Christ, and Him Crucified

The Internet offers much toward the advancement of the gospel. We all know this. It gives ministries like The Village, The Resurgence, Desiring God, and Mars Hill the ability to stream gospel-centered content to people, to nations who wouldn’t have been able to be exposed to such solid teaching otherwise. It gives bloggers like Lore Ferguson, Amber and Seth Haines, Tim Challies, Russell Moore, and collectives like The Gospel Coalition, Deeper Story, Deeper Church, and ProjectTGM the ability to analyze culture and pour truth-filled words onto a page to help the lost come to know the freedom and grace of Christ Jesus. This is a good thing. But there is also something we have to be careful of.

It can become so easy to get caught up in defending a certain aspect of truth that we forget to keep the bigger picture in mind. I’m not saying that those I’ve mentioned give me a reason to say this, rather that it is something I’ve noticed in general, especially in the blogging world and Twitter. It is so easy to see something we disagree with and write a response trying to correct the offender of our conscience. While all truth is worth wrestling with and defending at the right time and place, because it does shape the Jesus we portray, maybe we should be slower to respond than we are.

A couple days ago, I looked at my blog stats at the end of the day, and I saw something that absolutely humbled, broke, and terrified me all at the same time. It wasn’t the number of hits or views, it was a search term. It was a phrase that someone typed into Google, hit Enter, and landed on my blog.

My life is almost over, what can I do to make an impact in this world?

Yes, you read that correctly. Since I don’t have a way of knowing what page this person landed on, all I can do is pray that it was something of substance. Something that pointed to Jesus as King and Lord and Savior. Instead of something that challenged another blogger solely on the premise that I disagree with them.

Those who know me personally know that I love Theology. Not just studying it, but I love reading and writing about it. I love discussing, debating, wrestling, and at times even arguing about the finer points of Theology. And just like a good sparring match, once we step out of the ring we remember that we are brothers and sisters in Christ, and love each other and Jesus, which is why we step into the ring in the first place: to hone and sharpen each other and ourselves in the gospel and its implications. But, while this is well and good over chicken wings and beer, or bread and wine, maybe it isn’t so good where a stranger can read the words on a page and possibly not feel the love and grace behind such a conversation. Or worse still, maybe because topics are discussed over text and type, our words aren’t as seasoned with salt as they would be if there was an actual face to face conversation, and love and grace really is absent.
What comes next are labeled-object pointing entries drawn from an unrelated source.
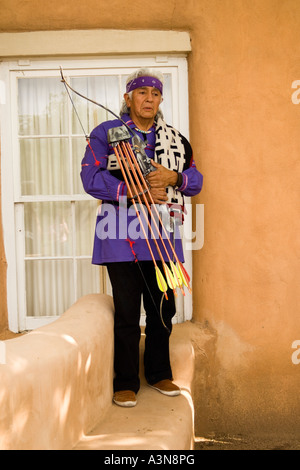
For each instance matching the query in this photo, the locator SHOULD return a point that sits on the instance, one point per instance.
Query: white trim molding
(93, 42)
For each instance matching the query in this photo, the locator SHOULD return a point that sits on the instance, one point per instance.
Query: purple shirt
(118, 234)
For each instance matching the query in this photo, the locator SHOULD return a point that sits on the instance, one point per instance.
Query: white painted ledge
(56, 389)
(93, 42)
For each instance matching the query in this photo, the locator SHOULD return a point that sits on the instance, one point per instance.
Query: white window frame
(12, 201)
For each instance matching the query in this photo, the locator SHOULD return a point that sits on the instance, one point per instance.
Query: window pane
(88, 278)
(44, 166)
(78, 149)
(85, 215)
(104, 90)
(49, 287)
(48, 229)
(42, 106)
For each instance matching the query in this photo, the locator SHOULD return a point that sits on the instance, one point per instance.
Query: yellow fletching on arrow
(184, 275)
(161, 280)
(170, 278)
(177, 277)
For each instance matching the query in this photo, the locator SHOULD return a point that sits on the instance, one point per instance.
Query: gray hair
(143, 72)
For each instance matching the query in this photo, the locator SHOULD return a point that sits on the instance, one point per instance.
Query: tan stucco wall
(244, 129)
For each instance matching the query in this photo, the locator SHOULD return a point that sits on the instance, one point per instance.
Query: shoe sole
(125, 404)
(173, 393)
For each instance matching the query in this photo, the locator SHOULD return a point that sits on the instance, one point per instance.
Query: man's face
(144, 103)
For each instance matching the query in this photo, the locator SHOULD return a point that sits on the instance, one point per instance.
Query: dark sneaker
(125, 398)
(167, 387)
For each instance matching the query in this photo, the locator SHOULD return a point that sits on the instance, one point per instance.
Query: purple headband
(144, 81)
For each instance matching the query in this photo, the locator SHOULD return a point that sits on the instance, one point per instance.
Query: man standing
(128, 260)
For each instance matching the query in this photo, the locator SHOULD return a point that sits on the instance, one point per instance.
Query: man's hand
(161, 177)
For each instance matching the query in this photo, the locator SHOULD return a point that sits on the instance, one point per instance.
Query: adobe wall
(244, 129)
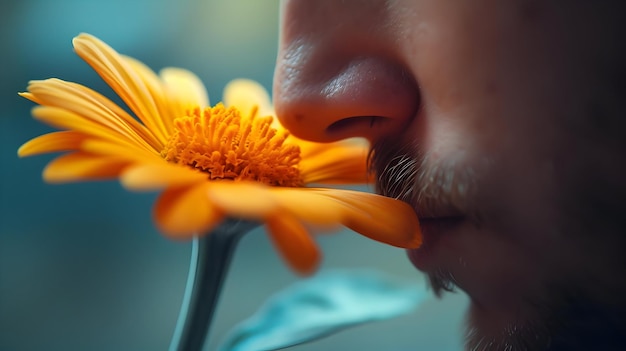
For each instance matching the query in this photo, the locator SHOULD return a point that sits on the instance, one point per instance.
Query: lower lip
(433, 231)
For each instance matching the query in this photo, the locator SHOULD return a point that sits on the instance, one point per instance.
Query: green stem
(210, 259)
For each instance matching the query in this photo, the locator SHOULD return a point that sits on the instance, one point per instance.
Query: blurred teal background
(82, 267)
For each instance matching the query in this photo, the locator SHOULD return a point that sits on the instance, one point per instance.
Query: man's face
(499, 121)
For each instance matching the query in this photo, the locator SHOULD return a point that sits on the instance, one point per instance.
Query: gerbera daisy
(211, 163)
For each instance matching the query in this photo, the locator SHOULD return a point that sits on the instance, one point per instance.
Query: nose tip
(367, 97)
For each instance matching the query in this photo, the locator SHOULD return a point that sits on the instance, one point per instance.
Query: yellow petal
(310, 205)
(246, 94)
(166, 113)
(52, 142)
(336, 165)
(185, 212)
(81, 166)
(91, 106)
(294, 243)
(156, 176)
(122, 149)
(378, 217)
(124, 80)
(184, 89)
(246, 200)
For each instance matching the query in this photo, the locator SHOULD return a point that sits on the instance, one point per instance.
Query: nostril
(353, 123)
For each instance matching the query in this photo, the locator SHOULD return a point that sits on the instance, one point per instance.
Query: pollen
(228, 146)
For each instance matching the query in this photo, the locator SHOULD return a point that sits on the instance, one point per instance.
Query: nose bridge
(337, 77)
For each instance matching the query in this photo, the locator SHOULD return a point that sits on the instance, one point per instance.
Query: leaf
(322, 305)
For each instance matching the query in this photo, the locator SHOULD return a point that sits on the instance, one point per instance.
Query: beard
(581, 310)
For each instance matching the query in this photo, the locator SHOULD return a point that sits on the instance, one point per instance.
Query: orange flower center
(221, 143)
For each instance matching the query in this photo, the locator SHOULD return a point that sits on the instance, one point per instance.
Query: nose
(339, 74)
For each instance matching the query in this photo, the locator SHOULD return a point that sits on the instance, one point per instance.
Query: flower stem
(210, 259)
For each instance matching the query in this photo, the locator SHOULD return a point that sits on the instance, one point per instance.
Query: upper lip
(436, 208)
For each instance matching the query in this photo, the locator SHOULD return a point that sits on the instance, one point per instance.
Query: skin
(501, 123)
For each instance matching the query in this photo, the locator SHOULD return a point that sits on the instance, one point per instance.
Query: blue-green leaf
(322, 305)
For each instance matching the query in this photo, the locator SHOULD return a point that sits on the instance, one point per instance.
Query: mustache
(405, 172)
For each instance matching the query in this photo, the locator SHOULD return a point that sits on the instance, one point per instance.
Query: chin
(511, 330)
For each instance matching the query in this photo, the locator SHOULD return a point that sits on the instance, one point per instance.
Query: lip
(435, 231)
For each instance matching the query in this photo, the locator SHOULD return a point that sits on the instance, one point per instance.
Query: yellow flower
(230, 160)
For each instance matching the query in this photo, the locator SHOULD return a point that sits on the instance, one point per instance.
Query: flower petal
(118, 73)
(90, 106)
(52, 142)
(247, 94)
(336, 165)
(378, 217)
(157, 176)
(184, 212)
(245, 200)
(81, 166)
(184, 90)
(293, 242)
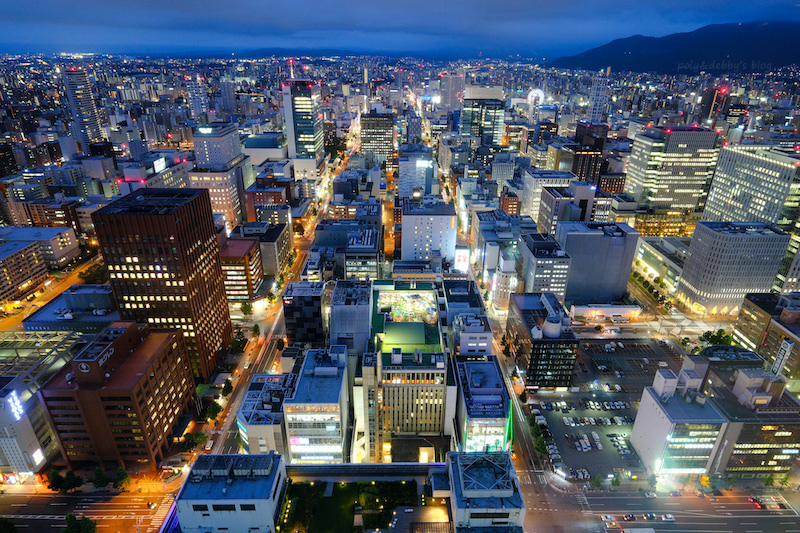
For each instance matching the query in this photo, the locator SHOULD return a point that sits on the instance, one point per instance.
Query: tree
(72, 481)
(55, 480)
(100, 479)
(213, 411)
(80, 525)
(200, 438)
(122, 480)
(540, 446)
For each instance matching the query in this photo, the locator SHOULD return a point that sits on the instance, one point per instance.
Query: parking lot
(590, 430)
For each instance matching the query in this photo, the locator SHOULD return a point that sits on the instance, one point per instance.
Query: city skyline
(449, 29)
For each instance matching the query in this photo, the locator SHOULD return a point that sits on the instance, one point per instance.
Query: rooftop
(232, 477)
(151, 202)
(483, 389)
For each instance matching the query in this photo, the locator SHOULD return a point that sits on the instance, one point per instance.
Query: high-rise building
(538, 328)
(86, 122)
(598, 97)
(162, 253)
(427, 229)
(483, 118)
(726, 261)
(416, 173)
(118, 400)
(543, 266)
(580, 201)
(377, 135)
(197, 98)
(602, 256)
(303, 119)
(672, 166)
(451, 87)
(760, 183)
(302, 311)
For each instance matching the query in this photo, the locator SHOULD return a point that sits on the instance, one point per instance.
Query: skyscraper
(672, 167)
(198, 101)
(162, 253)
(86, 122)
(303, 119)
(598, 96)
(483, 118)
(760, 183)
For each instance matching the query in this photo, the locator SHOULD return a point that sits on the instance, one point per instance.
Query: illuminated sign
(461, 263)
(16, 405)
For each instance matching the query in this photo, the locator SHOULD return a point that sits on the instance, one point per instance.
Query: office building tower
(761, 183)
(302, 311)
(428, 229)
(162, 253)
(197, 98)
(485, 493)
(223, 170)
(543, 266)
(416, 172)
(451, 87)
(118, 400)
(538, 327)
(726, 261)
(483, 414)
(602, 256)
(483, 118)
(85, 120)
(377, 135)
(714, 103)
(598, 97)
(672, 166)
(302, 118)
(533, 181)
(580, 201)
(243, 492)
(29, 361)
(317, 411)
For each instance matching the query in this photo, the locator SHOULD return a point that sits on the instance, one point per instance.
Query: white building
(427, 228)
(671, 167)
(484, 491)
(544, 265)
(316, 413)
(726, 261)
(760, 183)
(232, 493)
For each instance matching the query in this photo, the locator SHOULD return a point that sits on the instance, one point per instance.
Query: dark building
(302, 312)
(120, 398)
(162, 253)
(538, 327)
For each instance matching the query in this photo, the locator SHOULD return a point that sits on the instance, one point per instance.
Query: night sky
(449, 27)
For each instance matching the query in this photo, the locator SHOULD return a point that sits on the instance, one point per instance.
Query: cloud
(510, 26)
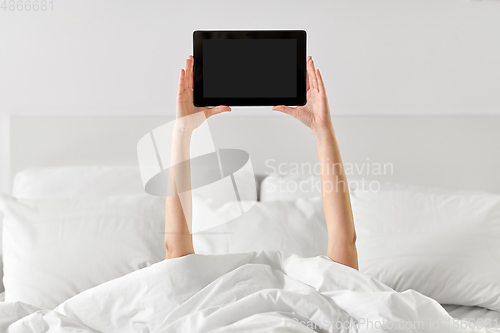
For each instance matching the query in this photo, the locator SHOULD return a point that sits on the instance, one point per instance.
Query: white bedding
(247, 292)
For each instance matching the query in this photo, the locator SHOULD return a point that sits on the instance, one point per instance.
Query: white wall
(377, 56)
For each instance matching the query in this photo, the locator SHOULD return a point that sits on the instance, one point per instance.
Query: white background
(123, 57)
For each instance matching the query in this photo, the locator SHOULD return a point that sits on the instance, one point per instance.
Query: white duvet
(247, 292)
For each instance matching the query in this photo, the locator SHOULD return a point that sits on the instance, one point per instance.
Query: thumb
(283, 108)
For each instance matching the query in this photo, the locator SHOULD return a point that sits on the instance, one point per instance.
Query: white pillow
(56, 248)
(62, 182)
(445, 246)
(290, 226)
(278, 187)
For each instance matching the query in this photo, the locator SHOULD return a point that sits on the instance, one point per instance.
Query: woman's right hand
(316, 113)
(189, 117)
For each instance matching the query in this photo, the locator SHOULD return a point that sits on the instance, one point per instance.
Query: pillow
(56, 248)
(62, 182)
(292, 187)
(290, 226)
(445, 246)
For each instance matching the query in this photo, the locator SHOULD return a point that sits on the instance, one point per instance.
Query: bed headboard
(458, 152)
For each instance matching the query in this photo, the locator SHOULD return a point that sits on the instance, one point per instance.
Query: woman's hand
(316, 113)
(189, 117)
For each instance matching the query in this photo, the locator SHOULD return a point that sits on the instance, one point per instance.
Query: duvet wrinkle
(265, 291)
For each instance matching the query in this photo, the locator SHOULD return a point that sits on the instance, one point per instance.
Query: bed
(243, 279)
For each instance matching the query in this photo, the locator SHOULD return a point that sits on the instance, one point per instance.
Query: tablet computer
(249, 68)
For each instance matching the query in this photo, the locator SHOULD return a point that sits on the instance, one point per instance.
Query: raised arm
(335, 191)
(178, 215)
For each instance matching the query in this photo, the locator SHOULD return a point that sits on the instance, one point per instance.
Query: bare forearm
(178, 215)
(336, 200)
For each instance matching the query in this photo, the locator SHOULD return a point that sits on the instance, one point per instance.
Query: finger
(210, 111)
(186, 84)
(320, 82)
(189, 75)
(310, 72)
(307, 76)
(180, 87)
(314, 78)
(284, 109)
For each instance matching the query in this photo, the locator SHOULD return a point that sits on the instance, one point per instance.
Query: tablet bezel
(200, 35)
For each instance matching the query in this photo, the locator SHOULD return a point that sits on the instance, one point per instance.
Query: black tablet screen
(249, 68)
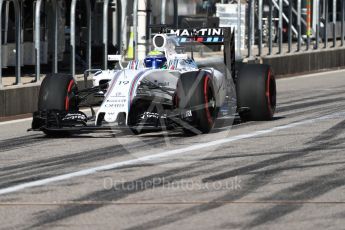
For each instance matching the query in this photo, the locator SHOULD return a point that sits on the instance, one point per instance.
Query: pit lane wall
(306, 62)
(18, 100)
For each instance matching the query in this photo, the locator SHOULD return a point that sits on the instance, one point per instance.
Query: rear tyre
(256, 92)
(58, 92)
(195, 92)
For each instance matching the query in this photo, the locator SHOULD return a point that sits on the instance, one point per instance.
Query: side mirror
(116, 58)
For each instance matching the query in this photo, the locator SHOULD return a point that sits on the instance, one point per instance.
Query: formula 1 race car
(166, 90)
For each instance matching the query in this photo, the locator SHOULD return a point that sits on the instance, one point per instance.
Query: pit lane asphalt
(286, 174)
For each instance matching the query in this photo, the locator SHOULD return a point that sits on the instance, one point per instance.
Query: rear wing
(210, 36)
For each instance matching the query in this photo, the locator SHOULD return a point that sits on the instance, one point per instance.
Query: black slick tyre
(195, 92)
(58, 93)
(256, 92)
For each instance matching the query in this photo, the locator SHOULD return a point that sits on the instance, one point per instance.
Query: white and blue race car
(165, 90)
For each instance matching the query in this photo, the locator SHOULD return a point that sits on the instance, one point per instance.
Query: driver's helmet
(155, 60)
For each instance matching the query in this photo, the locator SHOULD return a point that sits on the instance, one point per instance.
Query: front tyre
(256, 92)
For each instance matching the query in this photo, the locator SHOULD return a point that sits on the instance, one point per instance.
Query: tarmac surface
(288, 173)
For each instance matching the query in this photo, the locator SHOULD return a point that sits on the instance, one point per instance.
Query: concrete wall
(22, 100)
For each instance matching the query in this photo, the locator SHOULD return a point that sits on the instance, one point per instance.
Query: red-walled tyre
(58, 92)
(195, 92)
(256, 92)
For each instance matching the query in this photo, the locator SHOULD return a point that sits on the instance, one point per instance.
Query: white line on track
(148, 158)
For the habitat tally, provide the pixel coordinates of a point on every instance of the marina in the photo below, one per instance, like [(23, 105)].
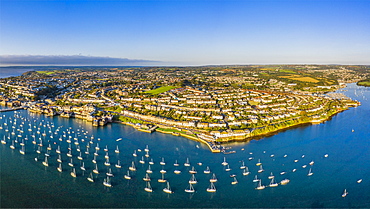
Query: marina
[(64, 146)]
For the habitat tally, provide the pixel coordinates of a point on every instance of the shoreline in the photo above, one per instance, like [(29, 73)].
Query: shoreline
[(214, 148)]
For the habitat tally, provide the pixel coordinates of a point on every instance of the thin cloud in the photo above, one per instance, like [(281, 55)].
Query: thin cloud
[(68, 60)]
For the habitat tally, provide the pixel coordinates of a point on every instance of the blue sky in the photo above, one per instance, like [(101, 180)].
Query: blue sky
[(187, 32)]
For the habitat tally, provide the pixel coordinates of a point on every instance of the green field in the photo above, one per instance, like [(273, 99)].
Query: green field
[(160, 90)]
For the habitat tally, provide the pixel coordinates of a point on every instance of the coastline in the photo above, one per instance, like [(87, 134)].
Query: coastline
[(271, 130)]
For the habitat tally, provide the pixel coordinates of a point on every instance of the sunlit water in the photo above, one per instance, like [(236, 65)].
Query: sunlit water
[(345, 138)]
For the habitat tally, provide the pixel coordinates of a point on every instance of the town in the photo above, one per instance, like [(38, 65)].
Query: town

I know, the world and how we convey Theology has changed drastically since Scripture was penned. So, sometimes there is a need to talk about issues, to reprove and rebuke publicly (2 Tim. 4:2). But Scripture is clear that the goal of such actions should be to “restore” the other person “in a spirit of gentleness” (Gal. 6:1). If that’s not the goal behind these conversations, why do we have them? To get our way? To defend our rights against brothers and sisters in Christ who aren’t even members of the same local church, and really have no effect on our lives directly? Is Christ not our advocate? Does Christ not rescue and defend the weak and poor? Does He not speak out for the voiceless?

Does Christ not lead the different local manifestations of His Church in the direction He wants them to go, even when we can’t understand it?

Are there times that He uses the Church to perform some of these actions? Yes, absolutely. But, as Paul preached nothing but “Jesus Christ, and Him crucified” for over a year (1 Cor. 2:2), maybe that’s the stance we should take. It wasn’t that Paul preached the “bridge from sin to God” type of message for a year, rather he expounded on the reality of the gospel implications on all of life. Politics, business, home life, how we work, gender roles, God’s sovereignty over suffering. The gospel, King Jesus killed and raised to life, affects everything. So, when we discuss these second tier issues, we should remember that we aren’t enemies, we are family who happen to disagree, and a family called and commanded to show love and grace to one another, and to preach Christ crucified with our lives, lips, and written words. Let that be our center.

This has been stirring in my heart for days now. Cultivating me to receive the words of Amber Haines when she said “Give me Jesus. We don’t have time for anything else.”

Before I saw that search term show up on my blog stats, I probably wouldn’t have let it sink in, and may have even challenged it. But, by God’s grace, I agree.

And I feel pressed, now more than ever, to make sure the words that fill this space aren’t simply a cultural analysis or a response to another blog, but that even when those posts happen, that they would ultimately point to Christ, and Him crucified. Because, in the end, that is what the least, the lost, and the lonely need.

That is why Christ came: to give grace by saving people who can’t save themselves, for the glory of God.